# Distributional Semantics


For this notebook, we'll be using the 500 document Brown corpus included in NLTK

In [1]:
from nltk.corpus import brown

This notebook is divided up into two independent parts: the first uses PMI for distinguishing good collocations, and the second involves building a vector space model for document retrieval.

For the PMI portion, we'll use a function which extracts the information we need for a particular two word collocation, namely counts of each word individually, counts of the collocation, and the total number of word tokens in the corpus, and then calculates the PMI:

In [2]:
import math

def get_PMI_for_collocation_brown(word1,word2):
    word1_count = 0
    word2_count = 0
    both_count = 0
    total_count = 0.0 # so that division results in a float
    for sent in brown.sents():
        sent = [word.lower() for word in sent]
        for i in range(len(sent)):
            total_count += 1
            if sent[i] == word1:
                word1_count += 1
                if i < len(sent) - 1 and sent[i + 1] == word2:
                    both_count += 1
            elif sent[i] == word2:
                word2_count += 1
    return math.log((both_count/total_count)/((word1_count/total_count)*(word2_count/total_count)), 2)
                
        

Note that in a typical use case, we probably wouldn't do it this way, since we'd likely want to calculate PMI across many different words, and collecting the statisitcs for this can be done in a single pass across the corpus for all words, and then the PMI calculated in a separate function.
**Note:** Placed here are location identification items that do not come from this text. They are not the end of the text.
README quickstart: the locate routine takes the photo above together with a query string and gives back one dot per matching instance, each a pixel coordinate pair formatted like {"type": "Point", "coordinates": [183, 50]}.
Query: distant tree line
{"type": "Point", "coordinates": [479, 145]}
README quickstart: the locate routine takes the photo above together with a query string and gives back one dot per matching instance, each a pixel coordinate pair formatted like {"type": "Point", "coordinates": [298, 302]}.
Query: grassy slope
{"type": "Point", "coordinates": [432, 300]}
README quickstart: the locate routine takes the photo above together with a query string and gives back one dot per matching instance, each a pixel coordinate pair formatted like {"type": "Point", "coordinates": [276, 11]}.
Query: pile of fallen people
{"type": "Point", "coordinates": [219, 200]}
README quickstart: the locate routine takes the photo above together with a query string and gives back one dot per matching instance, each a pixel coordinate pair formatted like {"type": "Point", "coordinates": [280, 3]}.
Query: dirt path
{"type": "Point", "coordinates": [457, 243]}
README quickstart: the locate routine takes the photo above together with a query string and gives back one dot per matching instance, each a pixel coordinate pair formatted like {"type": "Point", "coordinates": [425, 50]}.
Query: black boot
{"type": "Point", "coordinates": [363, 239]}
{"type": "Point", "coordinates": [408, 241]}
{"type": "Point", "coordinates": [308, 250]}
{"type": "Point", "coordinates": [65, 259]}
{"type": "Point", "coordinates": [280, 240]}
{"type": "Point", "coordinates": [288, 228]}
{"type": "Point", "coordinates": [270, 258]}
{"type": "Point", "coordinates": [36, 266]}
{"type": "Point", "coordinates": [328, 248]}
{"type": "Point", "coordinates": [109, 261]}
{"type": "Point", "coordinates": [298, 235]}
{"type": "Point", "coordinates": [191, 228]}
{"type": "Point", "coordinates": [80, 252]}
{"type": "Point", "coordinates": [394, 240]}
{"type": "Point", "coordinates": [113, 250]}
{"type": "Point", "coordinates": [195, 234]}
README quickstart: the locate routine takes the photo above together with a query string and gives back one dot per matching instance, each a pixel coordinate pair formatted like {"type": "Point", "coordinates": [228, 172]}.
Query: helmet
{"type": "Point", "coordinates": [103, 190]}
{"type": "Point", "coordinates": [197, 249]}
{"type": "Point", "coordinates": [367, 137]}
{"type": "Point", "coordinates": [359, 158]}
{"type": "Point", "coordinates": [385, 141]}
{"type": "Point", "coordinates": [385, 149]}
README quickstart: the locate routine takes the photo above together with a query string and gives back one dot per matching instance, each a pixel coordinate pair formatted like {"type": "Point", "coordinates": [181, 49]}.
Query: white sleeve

Anyway, let's compare the PMI for two phrases, "hard work" and "some work"

In [3]:
print get_PMI_for_collocation_brown("hard","work")
print get_PMI_for_collocation_brown("some","work")

5.23724453167
1.9135320271


Based on PMI, "hard work" appears to be a much better collocation than "some work", which matches our intuition. Go ahead and try out this out some other collocations. 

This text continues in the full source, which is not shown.